Ähnlich war die anfängliche Verbreitung privater Fernsehgeräte: Bis in die 1950er-Jahre noch eine Seltenheit, war es doch für Privatpersonen nur bedingt möglich, Sportevents von zuhause aus zu schauen. Viel einfacher und günstiger war das, was wir heute «public viewing» nennen: Der Besuch von öffentlichen «Fernsehstuben» oder «Grossbildstellen», wo Bilder auf Leinwand projiziert wurden.
In späterer Zeit liess sich immer wieder feststellen, dass vor globalen Events wie den Olympischen Spielen oder Fussball-Weltmeisterschaften die Verkaufszahlen von Fernsehgeräten in die Höhe schnellten. Die Schweizer Nachrichtensendung «Antenne» strahlte schon Ende der 1960er-Jahre die «Geschichte des Skilaufs» aus und spätestens der im Fernsehen nachzuverfolgende Schweizer Olympia-Medaillenerfolg von Bernhard Russi, Marie-Theres Nadig, Edmund Bruggmann und Werner Mattle in Sapporo 1972 garantierte der Sportart nachhaltige Beliebtheit.

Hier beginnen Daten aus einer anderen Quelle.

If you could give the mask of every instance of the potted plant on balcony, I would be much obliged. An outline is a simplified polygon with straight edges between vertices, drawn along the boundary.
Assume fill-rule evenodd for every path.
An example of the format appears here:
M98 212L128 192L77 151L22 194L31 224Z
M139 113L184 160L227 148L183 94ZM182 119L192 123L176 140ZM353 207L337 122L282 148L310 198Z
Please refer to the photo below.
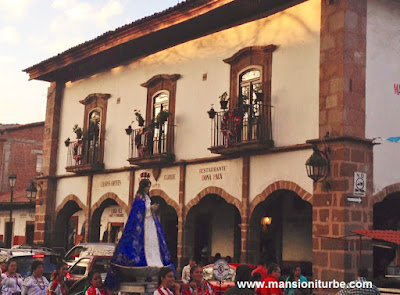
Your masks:
M217 112L214 110L213 105L211 105L211 109L209 111L207 111L207 113L208 113L208 116L210 117L210 119L214 119L215 118L215 114Z
M219 103L221 104L221 109L223 110L227 109L228 101L229 101L228 93L225 91L219 96Z
M144 126L144 119L142 117L142 114L140 113L140 110L134 110L134 112L136 116L136 121L138 121L139 126Z
M74 127L72 128L72 131L75 132L76 138L81 139L83 135L83 130L81 127L78 126L78 124L75 124Z
M171 115L171 112L168 110L161 110L157 116L156 116L156 120L155 123L158 124L158 126L161 126L165 123L165 121L168 120L168 117Z

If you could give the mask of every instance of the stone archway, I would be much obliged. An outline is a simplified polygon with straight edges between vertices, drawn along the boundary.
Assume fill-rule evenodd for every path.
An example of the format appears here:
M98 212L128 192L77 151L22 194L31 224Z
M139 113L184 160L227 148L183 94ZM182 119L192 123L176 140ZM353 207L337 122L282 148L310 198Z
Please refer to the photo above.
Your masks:
M400 185L393 184L373 198L373 229L375 230L400 230ZM384 277L396 272L394 261L396 247L390 243L381 247L380 243L373 247L373 270L374 277ZM393 273L392 273L393 272Z
M55 228L57 230L55 231L53 246L64 247L64 249L68 250L75 244L76 236L78 235L76 230L78 220L77 217L71 220L71 217L81 210L86 215L87 207L76 195L68 195L57 207L55 221ZM74 224L71 224L71 222Z
M279 182L278 182L279 183ZM281 182L282 183L282 182ZM302 271L312 274L312 205L311 195L293 183L267 187L250 206L248 262L281 264L283 274L300 264ZM297 188L303 197L288 189ZM266 192L270 192L266 195ZM261 196L264 198L261 200ZM308 201L306 201L308 200ZM261 225L263 217L272 223Z
M102 224L102 216L104 211L111 206L119 206L122 208L123 212L116 212L114 217L110 217L106 224ZM120 209L118 209L120 210ZM118 232L123 229L123 225L126 222L123 216L128 216L129 208L116 194L105 193L100 199L92 206L92 215L90 218L90 231L89 231L89 241L99 242L106 236L107 241L112 236L113 239L116 238ZM122 218L122 219L121 219ZM118 219L118 222L116 219ZM104 235L103 238L100 237L101 226L103 226ZM110 228L109 228L110 227ZM107 232L107 233L106 233Z
M193 256L206 264L220 253L239 262L241 208L238 199L217 187L197 194L186 207L184 258Z

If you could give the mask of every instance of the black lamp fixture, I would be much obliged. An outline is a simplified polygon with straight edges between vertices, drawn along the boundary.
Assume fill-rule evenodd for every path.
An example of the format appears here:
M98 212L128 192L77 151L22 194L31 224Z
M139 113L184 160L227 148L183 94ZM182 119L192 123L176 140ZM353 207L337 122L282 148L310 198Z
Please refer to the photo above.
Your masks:
M214 119L216 111L214 110L214 106L211 105L211 109L209 111L207 111L208 116L210 117L210 119Z
M128 128L125 129L126 135L130 135L132 133L132 126L129 125Z
M26 188L26 197L28 198L29 202L35 201L36 200L36 195L37 195L37 188L36 186L38 186L40 188L40 191L42 191L42 186L40 185L40 183L36 183L34 181L31 181L31 183L29 184L29 186ZM39 197L39 200L41 198ZM41 204L39 204L41 205Z
M315 144L312 148L314 152L306 162L307 176L314 182L323 181L329 175L329 148L326 147L324 151L320 151Z
M69 147L69 144L71 143L71 139L69 137L64 141L64 144L66 147Z

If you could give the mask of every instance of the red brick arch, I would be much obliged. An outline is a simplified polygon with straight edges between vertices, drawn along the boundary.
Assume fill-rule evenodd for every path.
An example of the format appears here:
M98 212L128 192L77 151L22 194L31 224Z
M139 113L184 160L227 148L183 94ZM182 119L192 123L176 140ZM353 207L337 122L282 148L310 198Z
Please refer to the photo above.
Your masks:
M264 201L271 193L277 190L289 190L295 192L300 198L302 198L304 201L309 202L312 204L312 197L313 195L307 192L306 190L302 189L299 185L297 185L294 182L291 181L285 181L285 180L280 180L276 181L269 186L267 186L266 189L264 189L259 195L257 195L253 201L250 203L250 213L253 214L254 208Z
M394 184L388 185L387 187L385 187L383 190L376 193L372 197L372 204L382 202L383 199L386 198L388 195L390 195L392 193L398 193L398 192L400 192L400 183L394 183Z
M69 201L73 201L75 203L78 204L79 208L81 208L83 210L83 212L85 212L85 214L88 211L88 208L86 207L85 204L82 203L82 201L76 196L76 195L68 195L66 198L64 198L64 200L61 202L60 205L58 205L57 209L56 209L56 215L64 208L65 204L67 204Z
M242 202L241 201L239 201L237 198L233 197L232 195L228 194L222 188L219 188L219 187L216 187L216 186L209 186L209 187L206 187L205 189L203 189L201 192L199 192L197 194L197 196L186 205L186 207L185 207L185 219L186 219L186 216L187 216L188 212L190 211L190 209L194 205L197 205L202 198L204 198L206 195L209 195L209 194L215 194L215 195L221 196L222 198L225 199L225 201L227 201L228 203L236 206L236 208L240 212L240 215L243 215L242 214L242 207L243 206L242 206Z
M176 214L179 212L179 205L177 202L172 200L163 190L152 189L150 192L150 197L159 196L165 200L165 202L175 209Z
M104 195L102 195L101 198L100 198L96 203L93 204L93 206L92 206L92 215L93 215L94 211L95 211L97 208L99 208L99 207L101 206L101 204L102 204L105 200L107 200L107 199L113 199L115 202L117 202L117 204L118 204L119 206L122 207L122 209L125 210L126 215L129 215L129 207L128 207L128 205L126 205L125 202L122 201L122 200L121 200L116 194L114 194L114 193L105 193Z

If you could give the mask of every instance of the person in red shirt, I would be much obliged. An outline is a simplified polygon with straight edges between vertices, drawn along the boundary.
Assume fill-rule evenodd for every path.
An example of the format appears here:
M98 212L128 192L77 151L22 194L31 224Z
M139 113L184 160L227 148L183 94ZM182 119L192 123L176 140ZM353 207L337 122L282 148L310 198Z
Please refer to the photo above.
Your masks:
M265 278L264 288L261 289L261 295L282 295L282 289L279 288L279 277L281 276L281 268L276 263L268 265L268 274ZM275 282L276 286L268 286L269 283ZM270 288L269 288L270 287Z

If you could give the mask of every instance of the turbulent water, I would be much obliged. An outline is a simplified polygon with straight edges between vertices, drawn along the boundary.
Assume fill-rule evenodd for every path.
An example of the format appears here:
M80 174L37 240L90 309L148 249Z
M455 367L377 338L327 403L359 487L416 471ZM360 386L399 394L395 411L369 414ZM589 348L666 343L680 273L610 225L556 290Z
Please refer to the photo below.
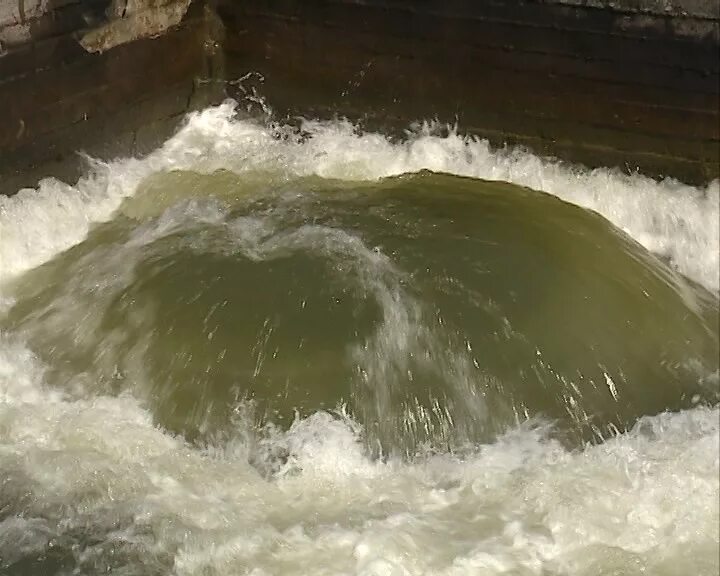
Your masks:
M718 573L717 182L234 110L0 197L0 574Z

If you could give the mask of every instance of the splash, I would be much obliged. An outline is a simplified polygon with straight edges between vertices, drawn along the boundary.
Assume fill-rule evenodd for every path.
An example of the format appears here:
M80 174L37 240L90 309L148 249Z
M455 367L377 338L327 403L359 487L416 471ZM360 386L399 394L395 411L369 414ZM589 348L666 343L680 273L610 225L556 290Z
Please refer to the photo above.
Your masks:
M70 186L43 180L37 190L0 198L0 282L81 242L94 223L112 217L148 176L192 170L267 172L291 179L317 175L352 181L432 170L504 180L595 210L689 278L717 291L720 185L694 188L617 170L585 170L431 125L401 142L361 133L346 121L305 121L298 133L236 118L233 101L190 114L179 132L147 157L91 161Z
M378 414L395 414L396 420L386 418L385 425L404 427L414 437L435 426L428 435L446 441L457 425L456 412L439 405L432 412L432 403L425 419L417 416L426 406L390 410L398 403L394 396L401 380L411 379L418 369L435 380L447 378L458 398L475 402L460 408L473 415L492 412L470 389L479 371L471 339L454 335L450 341L430 326L431 314L408 289L407 275L390 253L348 232L347 225L333 226L331 219L279 228L277 206L243 215L207 198L179 203L168 198L164 205L154 197L151 210L141 198L127 204L153 175L180 170L235 173L270 189L307 177L362 183L420 170L504 180L598 212L716 292L717 182L700 189L613 170L583 170L519 150L492 150L486 142L454 132L440 136L430 125L402 141L362 133L342 121L306 121L298 132L237 118L235 108L226 102L190 115L173 138L143 159L89 161L88 175L75 185L47 179L36 190L0 197L0 312L8 317L18 296L11 290L13 282L24 273L43 278L42 269L33 269L88 235L120 234L98 225L112 220L121 207L124 217L136 218L120 240L101 242L88 252L78 246L78 254L56 259L61 268L69 266L60 270L67 275L53 285L50 305L29 305L25 332L0 331L0 571L718 573L716 405L644 416L604 442L572 450L556 439L551 423L534 417L519 418L495 440L465 450L376 458L365 440ZM288 206L292 209L292 203ZM114 372L117 363L110 354L95 355L94 348L107 303L138 284L143 258L164 265L162 257L168 254L162 247L172 242L185 242L184 253L198 256L194 262L232 254L271 267L298 254L317 255L323 266L335 266L338 276L352 280L353 289L366 292L377 318L368 322L350 357L358 393L373 406L372 417L338 406L298 414L285 429L257 427L252 402L239 401L231 406L233 418L222 437L192 443L170 425L158 425L149 406L152 394L137 393L153 391L154 382L148 357L139 353L147 342L129 333L122 337L130 342L135 388L113 389L123 375ZM215 243L212 249L208 243ZM175 257L170 253L168 266ZM309 267L309 261L300 268L324 270ZM177 268L188 267L180 261ZM163 286L171 284L160 280ZM42 301L43 286L31 288L31 296ZM448 293L450 298L456 294ZM363 303L363 296L356 301ZM678 298L683 301L682 294ZM699 314L699 305L693 308L693 299L686 300L688 310ZM205 321L227 313L216 304ZM142 302L135 312L127 319L131 327L142 331L159 323L156 310L143 308ZM500 318L500 312L489 310L488 317L498 313ZM498 337L507 342L520 338L503 319ZM207 349L221 335L205 323L197 335ZM263 343L273 329L272 323L263 324L251 351L256 372L269 362L272 351ZM76 370L73 362L56 365L56 350L30 342L50 336L71 342L73 353L87 348L92 367L108 376L110 388L97 388L99 379ZM106 336L109 344L117 343L116 332ZM167 344L161 335L159 346L173 348L186 337L183 333ZM533 367L559 375L540 350L531 352ZM648 370L656 360L651 358ZM160 365L164 374L171 373ZM64 381L58 386L62 370ZM679 373L680 368L673 364L669 370ZM609 369L602 374L598 394L622 402L623 374ZM569 398L568 410L577 408L570 402L576 383L560 376L561 392L570 395L558 398ZM717 373L707 380L703 386L717 388Z
M261 454L240 433L198 451L132 398L48 394L45 369L4 340L5 568L24 558L40 572L178 575L717 573L717 409L643 418L577 452L529 423L462 459L381 462L341 412L269 433ZM269 478L250 465L278 453Z

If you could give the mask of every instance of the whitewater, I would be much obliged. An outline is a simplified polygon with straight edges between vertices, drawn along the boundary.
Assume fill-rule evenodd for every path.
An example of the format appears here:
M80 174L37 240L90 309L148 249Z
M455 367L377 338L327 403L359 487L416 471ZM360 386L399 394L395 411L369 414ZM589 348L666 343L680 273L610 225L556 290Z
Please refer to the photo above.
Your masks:
M474 370L469 344L446 356L433 348L454 340L428 328L391 251L331 226L332 218L287 224L275 205L238 217L231 208L240 200L227 200L228 192L231 208L188 204L187 191L166 184L162 194L147 193L152 178L184 172L230 173L259 201L264 190L294 190L312 178L360 194L421 171L526 187L602 216L687 282L678 290L689 310L698 306L693 286L717 309L717 181L697 188L588 170L440 134L432 124L402 139L343 120L305 120L297 131L239 116L232 101L190 114L146 157L86 162L75 184L48 178L0 196L0 317L34 305L17 289L23 279L82 249L103 225L140 222L116 260L93 260L108 263L92 280L98 299L103 278L112 290L127 288L139 266L133 259L142 262L153 243L179 230L194 234L187 222L200 222L234 234L233 254L252 264L312 249L350 269L384 319L369 344L352 348L359 365L418 346L453 381ZM292 218L300 208L286 196L281 206ZM60 294L70 298L72 279L67 286ZM80 370L57 385L57 373L74 368L54 366L33 338L60 322L84 326L92 310L84 317L82 306L70 318L40 307L22 330L0 330L0 574L712 576L720 569L717 401L688 400L690 407L643 415L602 441L574 445L558 438L553 421L515 414L491 440L396 455L369 450L365 424L344 403L298 412L281 426L253 424L253 403L239 399L221 434L194 441L159 424L132 388L98 392L88 384L95 376ZM398 344L408 333L419 334L417 342ZM388 377L388 365L367 365L366 377ZM138 379L150 379L144 370ZM717 389L717 371L702 378ZM615 382L607 386L613 392ZM464 388L457 394L471 396ZM452 426L454 417L442 422Z

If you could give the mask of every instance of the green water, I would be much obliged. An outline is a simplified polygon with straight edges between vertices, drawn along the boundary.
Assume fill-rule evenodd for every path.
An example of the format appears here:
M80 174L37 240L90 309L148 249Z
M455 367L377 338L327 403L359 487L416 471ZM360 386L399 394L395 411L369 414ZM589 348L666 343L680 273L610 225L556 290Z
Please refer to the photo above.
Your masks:
M161 173L10 294L52 388L195 445L344 407L376 455L526 420L577 446L718 399L717 297L505 183Z

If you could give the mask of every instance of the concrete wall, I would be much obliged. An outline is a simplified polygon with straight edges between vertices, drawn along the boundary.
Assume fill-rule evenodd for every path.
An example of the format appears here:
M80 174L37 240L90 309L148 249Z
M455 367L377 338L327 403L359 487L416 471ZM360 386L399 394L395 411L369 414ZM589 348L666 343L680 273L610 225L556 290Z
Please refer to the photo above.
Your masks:
M0 193L76 178L78 150L145 152L217 100L211 32L189 0L0 0Z
M612 8L610 6L612 5ZM218 0L229 76L292 116L459 121L498 145L718 176L717 2Z
M720 4L716 0L541 0L545 4L564 4L602 8L611 12L717 19Z
M137 154L258 72L279 116L718 177L717 0L0 0L0 193ZM209 80L209 81L208 81ZM244 83L248 88L248 82Z

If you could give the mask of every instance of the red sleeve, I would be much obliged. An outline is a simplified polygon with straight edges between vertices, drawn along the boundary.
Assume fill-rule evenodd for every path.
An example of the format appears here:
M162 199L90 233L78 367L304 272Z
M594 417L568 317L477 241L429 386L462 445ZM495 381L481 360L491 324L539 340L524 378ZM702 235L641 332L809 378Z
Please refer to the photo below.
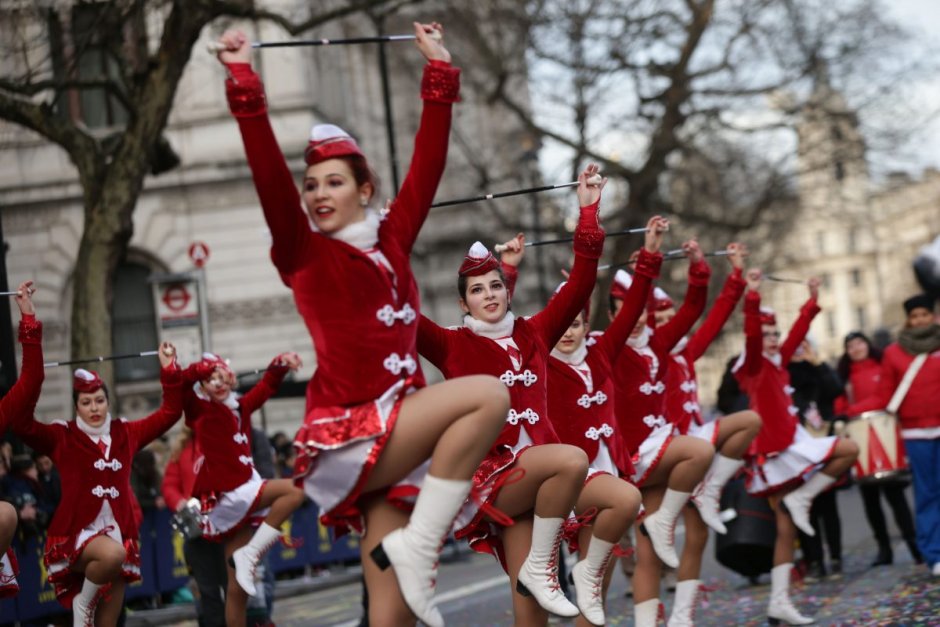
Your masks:
M459 99L460 70L444 61L424 66L421 98L424 109L415 136L414 154L408 175L392 202L387 218L390 233L406 254L411 252L418 231L428 217L431 202L447 163L453 103Z
M247 63L226 67L229 109L238 121L264 219L271 229L271 260L281 273L290 273L309 243L310 224L297 184L274 138L261 79Z
M503 270L503 278L506 279L506 291L509 292L509 299L511 301L513 295L516 293L516 283L519 281L519 268L503 262L500 262L499 265Z
M183 414L183 380L178 366L160 370L163 385L163 402L157 411L146 418L127 423L127 432L134 440L134 450L139 451L166 433Z
M180 471L179 459L170 460L163 470L160 492L171 512L175 512L180 503L189 498L188 494L183 494L183 473Z
M536 332L549 349L565 334L594 291L597 260L604 249L604 230L597 221L599 203L581 207L578 228L574 233L574 264L568 281L545 308L531 318Z
M421 314L421 319L418 320L418 353L438 370L443 369L447 360L448 333L450 331Z
M30 448L48 454L58 442L57 427L34 418L46 377L42 362L42 323L35 316L22 317L19 340L23 346L23 368L16 383L0 399L0 434L9 426Z
M806 334L809 333L809 325L820 311L822 309L816 304L815 298L810 298L800 307L799 317L793 323L790 332L787 333L787 339L780 345L780 357L783 360L781 363L784 368L790 363L790 358L793 357L793 353L796 352L799 345L806 339Z
M907 368L895 362L889 354L891 348L889 346L885 350L884 357L881 358L881 378L878 381L878 393L856 403L858 413L873 409L884 409L891 402L894 391L901 385L901 379L904 378Z
M614 321L604 331L604 335L597 341L598 350L607 354L610 363L617 360L627 338L630 337L630 332L636 326L636 321L646 313L650 288L653 286L653 281L659 277L662 263L662 253L650 253L645 248L640 249L640 256L636 260L636 268L633 271L633 283L627 290L623 306Z
M656 333L653 334L654 341L667 352L679 343L679 340L689 332L695 321L705 311L705 303L708 301L708 279L711 277L711 272L711 268L704 259L689 264L689 287L685 291L682 306L679 307L679 311L672 317L672 320L656 329Z
M725 280L725 285L721 288L721 294L715 299L715 303L708 315L705 316L704 322L689 338L686 350L689 352L692 361L704 355L708 346L718 337L722 327L725 326L728 318L734 313L734 308L741 300L745 287L747 287L747 283L741 277L740 268L735 268Z
M271 362L268 369L264 371L264 376L245 395L238 399L238 405L241 407L243 416L251 416L269 398L274 396L277 389L281 387L284 377L287 376L287 366L277 363L277 358Z
M744 296L744 365L741 374L756 377L760 374L764 353L764 336L760 324L760 292L751 291ZM735 368L737 373L739 369Z

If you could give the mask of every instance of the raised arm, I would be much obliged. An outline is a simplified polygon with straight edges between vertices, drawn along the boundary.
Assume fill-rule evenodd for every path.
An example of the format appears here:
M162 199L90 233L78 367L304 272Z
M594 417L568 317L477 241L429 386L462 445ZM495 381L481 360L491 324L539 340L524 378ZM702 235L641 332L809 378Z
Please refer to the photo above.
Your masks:
M816 298L819 296L819 279L816 277L811 278L808 282L808 286L809 300L800 307L799 317L797 317L796 322L793 323L790 332L787 333L787 339L780 345L780 357L783 360L783 367L786 367L786 365L790 363L793 353L806 338L806 334L809 333L809 325L813 321L813 318L822 311L819 305L816 304Z
M760 324L761 272L747 271L747 293L744 295L744 352L738 358L733 371L745 377L760 374L764 352L763 329Z
M296 372L302 365L297 353L282 353L275 357L268 365L268 369L264 371L261 381L258 381L238 400L238 404L247 412L245 415L250 416L264 405L281 387L287 372L289 370Z
M392 202L386 228L406 253L411 252L421 225L428 217L431 202L447 163L450 140L451 110L460 94L460 70L450 64L450 53L442 39L431 36L443 33L440 24L414 24L415 43L428 60L421 79L424 108L415 136L411 166L401 189Z
M219 60L228 70L229 109L238 121L255 190L271 229L271 260L281 273L289 273L310 237L310 225L268 119L264 85L251 69L248 39L240 31L228 31L220 42L227 46Z
M139 451L166 433L183 415L183 376L176 363L176 349L169 342L160 345L160 384L163 402L146 418L127 423L134 451Z
M438 370L443 369L447 360L447 329L421 314L418 320L418 353L434 364Z
M28 416L36 412L36 402L46 377L42 365L42 323L36 319L32 295L32 281L24 281L17 288L16 304L20 308L19 340L23 348L23 367L13 387L0 399L0 435L6 431L13 415Z
M633 281L627 290L627 297L617 312L617 317L597 341L596 350L606 353L610 363L617 359L637 320L646 313L650 288L653 281L659 278L662 267L663 256L659 249L662 246L663 234L668 228L669 221L660 216L650 218L646 225L646 241L634 264Z
M584 309L597 281L597 260L604 249L604 229L598 213L601 190L607 182L607 179L602 179L599 185L589 184L588 180L597 173L598 167L592 163L578 176L581 215L574 232L571 275L545 308L531 318L534 328L549 348L558 343L571 321Z
M503 250L499 254L499 266L503 271L503 278L506 279L506 291L509 293L509 300L516 291L516 282L519 280L519 264L525 257L525 233L516 233L516 236L508 242L503 242ZM496 247L499 250L500 246Z
M698 242L689 240L682 245L682 248L689 256L689 286L686 288L685 298L676 315L656 329L653 335L653 341L659 343L667 351L672 350L679 343L679 340L689 332L695 321L705 311L705 303L708 301L708 279L712 274Z
M171 459L163 470L163 481L160 483L160 493L172 512L179 511L190 496L183 491L183 471L180 466L179 459Z
M725 279L721 294L715 299L711 310L705 316L705 320L689 338L686 351L688 351L692 361L704 355L708 346L718 337L722 327L725 326L728 318L734 313L734 308L737 307L741 296L744 295L744 288L747 287L743 276L744 258L747 256L747 249L743 244L732 243L728 244L727 250L728 260L732 266L731 274Z

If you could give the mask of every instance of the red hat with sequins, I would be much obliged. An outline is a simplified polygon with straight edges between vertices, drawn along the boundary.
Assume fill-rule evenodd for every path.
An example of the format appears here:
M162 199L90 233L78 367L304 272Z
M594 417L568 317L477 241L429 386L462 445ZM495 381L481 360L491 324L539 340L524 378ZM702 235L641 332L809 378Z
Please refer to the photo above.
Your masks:
M234 385L235 373L232 372L232 369L229 367L227 360L222 359L215 353L203 353L199 364L205 368L206 372L209 373L218 368L225 374L225 378L229 379L229 383Z
M667 309L672 309L676 306L676 303L672 300L669 294L666 293L661 287L654 287L653 293L650 294L649 302L646 304L646 308L649 311L665 311Z
M310 130L310 143L304 150L307 165L353 155L365 157L356 140L335 124L317 124Z
M79 394L91 394L104 387L104 381L97 372L79 368L72 375L72 389Z
M617 270L614 280L610 284L610 297L626 300L631 285L633 285L633 277L630 273L626 270Z
M769 327L777 325L777 314L770 307L760 308L760 323Z
M499 262L490 252L490 249L480 242L473 242L473 246L467 251L463 263L457 274L460 276L481 276L499 268Z
M568 281L562 281L561 283L559 283L558 287L555 288L555 292L552 294L552 298L555 298L555 296L558 295L558 292L561 291L561 288L563 288L566 285L568 285ZM587 300L586 303L584 303L584 309L582 310L582 312L584 313L584 322L586 324L587 321L590 320L591 318L591 299L590 298Z

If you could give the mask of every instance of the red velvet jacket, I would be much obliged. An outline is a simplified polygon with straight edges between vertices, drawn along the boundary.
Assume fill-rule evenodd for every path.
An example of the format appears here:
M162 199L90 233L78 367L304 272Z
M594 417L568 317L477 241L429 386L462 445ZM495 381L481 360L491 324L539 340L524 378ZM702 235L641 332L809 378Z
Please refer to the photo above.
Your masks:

Diese Welle nutzte die noch heute mit (Schnee)Sport assoziierte Marke Ovomaltine für sich, denn im selben Jahr wurde der «Ovomaltine Grand Prix» (heute «Grand Prix Migros») lanciert, ein von Ovomaltine gesponserter und vom Schweizer Skiverband SSV (heute Swiss-Ski) organisierter Anlass für Kinder- und Jugendrennen, der den Nachwuchs früh für Skirennen begeistern und es ermöglichen sollte, früh neue Talente zu erkennen.
Das war vielleicht mit ein Grund für Ovomaltine, ihr Produkt noch Jahre später mit Skisport zu bewerben, wie es dieser Werbespot aus dem Jahr 1999 zeigt. Noch vor knapp 10 Jahren besuchte auch Didier Cuche als «Ovo-Botschafter» die Ovomaltinefabrik.